I recently needed to do repairs to my axles, and in the process of removing the upper axle bolts (on the drums), I managed to shear my brake line off. Being optimistic, I called a few parts stores, and not one carried pre-bent lines. I was sure the dealership could help me out, but I couldn't bring myself to find out how much they would actually charge, so I didn't even call them.

A friend told me that he had a REALLY difficult time bending his own lines. I undertook this project with his warning in mind. What I found is that it is NOT hard at all to do it yourself. It is just absolutely imperative that you take your time, triple-check estimations on angle and length, and go as slow as you can stand. This write-up isn't how to bend SPECIFIC brake lines, as they are all shapes, angles, lengths, and such, but rather an assortment of tips that I came up with to ease my process.

First - Have the right tools.

Bend brake lines with ONLY line bending tools. They are cheap (mine was $13), and easy to use. Flare brake lines ONLY with a flaring tool. You can rent them at your local Checker, Schuck's, or Kragen Parts stores (and possibly others, I didn't call around about the Tools). The one I have, I rented from Checker for a totally refundable $30 deposit.

My primary weapons:

Click the image to open in full size.

The bender is a great tool. I don't have a lot of faith in off-brand tools, but I bought this one, and it worked GREAT. Powerbuilt brand, Checker Auto, $12.99.

My secondary weapon:

Click the image to open in full size.

To measure the length of line between bends, I used a flexible sewing measuring tape (only because the wife, after watching me eyeball the lengths, got me hers out of the house... what a woman!). It worked great, but you could substitute any manner of measuring device, even a yardstick!

Second - Buy the correct length/diameter of line and correct thread count fittings.

This step is self-explanatory, but this is also VERY important. Take a piece of line and a fitting to the parts store if you need to. Also, don't hesitate to bother the guys at the store until they let you match it up yourself if that makes you comfortable. And remember: Buying too long a piece is infinitely better than buying too little. I bought the longest one I could find, and I only ended up with about 2 inches of line on each end after the bends were all done!

Third - Bend and Measure WITH CARE.

Forming your line is the whole point of the operation, so be sure to measure as precisely as possible, bend SLOWLY and CONTROLLED, and triple-check if you aren't totally positive. My tips:

Measuring - Don't just measure the straight part of the line, you have to include the length that the bend takes up. It's the only way to do it accurately. To this end, I have created a visual aid representing how I did it to create proper dimension carry-over.

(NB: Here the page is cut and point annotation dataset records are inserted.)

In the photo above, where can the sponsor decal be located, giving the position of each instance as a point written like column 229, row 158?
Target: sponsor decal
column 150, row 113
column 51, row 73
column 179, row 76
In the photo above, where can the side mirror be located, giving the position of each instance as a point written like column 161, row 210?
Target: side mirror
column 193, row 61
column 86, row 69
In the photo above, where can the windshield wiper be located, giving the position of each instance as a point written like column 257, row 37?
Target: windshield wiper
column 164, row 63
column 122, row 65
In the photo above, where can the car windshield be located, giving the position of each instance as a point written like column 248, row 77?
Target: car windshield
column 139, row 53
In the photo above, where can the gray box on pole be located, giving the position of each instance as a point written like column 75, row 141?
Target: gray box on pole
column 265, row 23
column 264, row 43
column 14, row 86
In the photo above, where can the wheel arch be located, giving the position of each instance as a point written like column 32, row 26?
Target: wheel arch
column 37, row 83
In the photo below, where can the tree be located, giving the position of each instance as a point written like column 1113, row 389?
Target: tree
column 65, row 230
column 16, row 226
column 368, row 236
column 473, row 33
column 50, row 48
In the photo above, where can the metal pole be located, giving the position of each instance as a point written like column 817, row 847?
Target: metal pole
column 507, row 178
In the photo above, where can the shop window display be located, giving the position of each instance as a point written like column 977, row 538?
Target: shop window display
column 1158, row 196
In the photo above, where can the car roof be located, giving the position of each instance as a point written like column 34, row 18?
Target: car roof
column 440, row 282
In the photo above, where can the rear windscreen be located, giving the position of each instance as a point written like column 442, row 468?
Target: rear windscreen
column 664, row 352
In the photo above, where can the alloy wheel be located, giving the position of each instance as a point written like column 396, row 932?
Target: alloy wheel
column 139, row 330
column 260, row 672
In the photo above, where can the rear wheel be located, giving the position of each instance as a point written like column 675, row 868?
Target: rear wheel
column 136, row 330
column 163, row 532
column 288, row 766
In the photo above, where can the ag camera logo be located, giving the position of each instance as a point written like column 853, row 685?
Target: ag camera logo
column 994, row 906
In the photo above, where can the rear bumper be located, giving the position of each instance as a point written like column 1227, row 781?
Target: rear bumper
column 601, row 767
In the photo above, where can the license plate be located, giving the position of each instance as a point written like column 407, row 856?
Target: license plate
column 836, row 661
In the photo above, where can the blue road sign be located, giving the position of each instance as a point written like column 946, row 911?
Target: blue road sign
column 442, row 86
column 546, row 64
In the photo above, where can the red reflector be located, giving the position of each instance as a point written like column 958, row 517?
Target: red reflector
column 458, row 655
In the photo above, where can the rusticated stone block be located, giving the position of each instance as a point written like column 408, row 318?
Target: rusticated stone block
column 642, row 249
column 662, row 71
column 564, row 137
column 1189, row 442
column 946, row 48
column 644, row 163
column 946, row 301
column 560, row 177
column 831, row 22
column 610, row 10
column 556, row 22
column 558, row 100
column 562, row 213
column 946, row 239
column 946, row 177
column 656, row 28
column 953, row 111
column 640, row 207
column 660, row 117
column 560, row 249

Click the image to open in full size.

Measure from apex to apex. Imagine that the line doesn't bend, rather that it continues straight until it meets the other straight piece of line. Their junction is your start point for accurate dimensions. Start with one point, then get the other. In the picture, you can see from my graphical addition that I plainly need 5 inches of line, from bend to bend. I used the edge of a screwdriver and, with LIGHT pressure, scored the line to get my dimension. You could also use a sharpie or some sort of marking device. A pencil might even work!

Bending - Make your mark circumvent the line completely if you can help it, as this will more easily facilitate the bending process. If your bender is like mine, it is dead easy to get the proper bend. Seat the line in the 2 outer guide sheaves and squeeze the handles to SEAT (for gripping, NOT bending) the die on the line. If you look at where the line seats in the die, you can see a definite center. Put your mark (on the line) in the center of the arc that contacts the line. This will make your mark the center of the bend, giving you exact dimension carry-over.

Click the image to open in full size.

The quickest bend I did in this line probably took about 2.5 seconds of a slow, controlled squeeze. Go slow, slower is better, go slow, it can't be said enough. The fastest way to be going back to the parts store (in a totally bad mood, too) is to crank down on the bender and pinch bend your line in half. You don't need that, so just take your time and GO SLOW.

There are other low-end benders ($5-7), but the ones I saw looked as if they MIGHT pinch the line, so I bought the better one. I suggest getting the better bender for sheer peace-of-mind of a proper job.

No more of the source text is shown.